For others coming to this article with the same issue, it seems to work if you use the username and password variables instead.

rest_command:
  toggl_start:
    url: https://www.toggl.com/api/v8/time_entries/start
    method: POST
    username: <<API_CODE>>
    password: api_token
    payload: '{"time_entry":{"pid":<<PROJECT_ID>>,"created_with":"home_assistant"}}'
    content_type: application/json
1 Like

I just wanted to provide a small ‘update’.

In my configuration.yaml:

rest_command: !include_dir_merge_named devices/rest/

And in my devices/rest/toggl.yaml:


# Somebody did the initial work on a 'native' home assistant <-> toggle integration, but
#   as of 2020-11-26, it's quite minimal; only a single 'time tracked all week' sensor.
#
# I need to be able to start and stop timers and, at present, the only way to do this with home assistant is
#   with the native rest_command aka 'curl' integration. Each request is exposed to HA as a SERVICE
#   which means I can create a generic request that can either start or stop a request based on
#   the service data that is fed into it as the payload and URL fields support templating.
#
# See: https://www.home-assistant.io/integrations/rest_command/
# See: https://github.com/fredrikbaberg/ha-toggl/blob/47ef76dded1a547b0e00c549128e72a5c0d4a054/custom_components/toggl/sensor.py
# See: https://community.home-assistant.io/t/help-with-restful-api/92997/2
# See: https://github.com/toggl/toggl_api_docs/blob/43a7b7af20594b42945a1acffad066be05fc4e88/toggl_api.mds
##
# A 'generic' service to start or stop a toggle time entry
start_toggl_time_entry:
  # The start endpoint uses POST
  method: POST
  # Always verify TLS cert!
  verify_ssl: true
  # This HA component has built in support for HTTP/Basic auth.
  # The Toggle API docs are a bit weird about this, though.
  # User name is your API token and password is the string `api_token` 😕 🤷
  ##
  username: !secret toggl_api_token
  password: "api_token"
  # The API accepts only JSON requests.
  # Please make sure you're setting Content-Type: application/json in your request header.
  content_type: application/json
  url: https://www.toggl.com/api/v8/time_entries/start

  ##
  # See: https://github.com/toggl/toggl_api_docs/blob/43a7b7af20594b42945a1acffad066be05fc4e88/chapters/time_entries.md
  # Fortunately, the project ID is pretty easy to discover.
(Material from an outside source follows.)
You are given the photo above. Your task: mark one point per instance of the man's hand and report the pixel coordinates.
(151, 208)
It's in the URL on the web interface
  # E.G.: Go to the list of projects in your accouont and click on one, you'll be brought to
  #   a url like this: https://track.toggl.com/3123458/projects/112345626/team
  # So the project is '112345626'
  ##
  payload: '{"time_entry":{"description":"{{description}}","tags":["home_assistant"],"pid":{{pid}},"created_with":"home_assistant"}}'
##
# The Toggl API requires that you send along the exact time entity when making the STOP call.
# Unfortunately, there is no way for us to collect the ID of the created entity when we make the
#   rest call above. The reply from the request is discarded unless there's an error; then, it's only logged.
#
# It may be possible to hack something together using actual `curl` and `jq` to parse out the entity ID and
#   save the ID to a known location, but i'd rather fork the 'native' python extension that `fredrikbaberg`
#   started and implement things 'properly'. So for now, we're just going to implement the START service.
#
# As 'work around', the toggl API seems to automatically stop the current / running time entity when a new
#   one is created, so for most of the use-cases that I want to involve Home Assistant in, this behavior is
#   actually advantageous.
##


And then you just call the rest_command.start_toggl_time_entry service with a few required parameters:

  • pid - the project ID the entity is meant to appear under
  • description - the description / title of the thing.

I can’t make any promises about my ability to fork / work on the initial integration from fredrikbaberg, but the above rest service should get any other lost internet souls started.